Common Module Documentation

The common module provides generic functions to support a Delta Lakehouse implementation

`alter_delta_table_properties`(spark, ...)	This function alters the properties of a Delta table in a database.
`create_aggregate_dataframe`(spark, dataframe, ...)	This function aggregates a dataframe based on the aggregation definition provided
`create_anti_merge_predicate`(spark, ...)	Creates the anti-merge key based on the 'merge_predicate' provided and logs the function's start and end time using 'post_la_data'.
`create_catalog_not_exists`(spark, catalogName)	A function to create a Databricks Unity Catalog within the Databricks Workspace
`create_database_not_exists`(spark, databaseName)	A function to create a Hive Catalog within the spark workspace
`create_delta_table`(spark, table_def, ...)	This function is used to create a delta table in the Delta Lakehouse and returns the schema to be used when creating a synapse serverless view
`create_folder_structure`(spark, lake_file_struct)	A function to create the folder depth structure for querying nested files based on the lake file structof the data being queried
`create_merge_dict`(spark, columns)	Create a dictionary of the form {"column1": "source.column1", "column2": "source.column2", ...}, where "column1", "column2", etc.
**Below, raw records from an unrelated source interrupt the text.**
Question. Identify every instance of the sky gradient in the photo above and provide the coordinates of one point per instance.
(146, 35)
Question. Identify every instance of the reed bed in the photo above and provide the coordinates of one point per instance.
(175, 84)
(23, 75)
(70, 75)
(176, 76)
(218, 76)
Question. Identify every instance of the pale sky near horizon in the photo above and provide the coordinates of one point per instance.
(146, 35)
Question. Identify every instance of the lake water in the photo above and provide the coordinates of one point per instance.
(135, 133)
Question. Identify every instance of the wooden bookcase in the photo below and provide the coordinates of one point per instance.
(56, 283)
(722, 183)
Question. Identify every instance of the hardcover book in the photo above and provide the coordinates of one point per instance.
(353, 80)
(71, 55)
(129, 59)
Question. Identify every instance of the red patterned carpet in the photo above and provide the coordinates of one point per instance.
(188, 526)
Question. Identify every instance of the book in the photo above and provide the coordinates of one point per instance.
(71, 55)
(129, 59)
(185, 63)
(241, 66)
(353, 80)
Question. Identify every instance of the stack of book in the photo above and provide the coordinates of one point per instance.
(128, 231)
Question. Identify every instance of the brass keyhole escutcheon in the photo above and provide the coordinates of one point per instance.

`create_merge_predicate`(spark, merge_predicate)	Creates the merge key based on the 'merge_predicate' provided and logs the function's start and end time using 'post_la_data'.
`create_mount`(spark, mounting_point, ...[, ...])	A function to create a mount point within the Databricks Cluster
`create_path_not_exists`(spark, path)	A function to create a folder path in the datalake
`create_type_two_condition`(spark, type_two_keys)	Creates the Type 2 condition based on the 'type_two_keys' provided and logs the function's start and end time using 'post_la_data'.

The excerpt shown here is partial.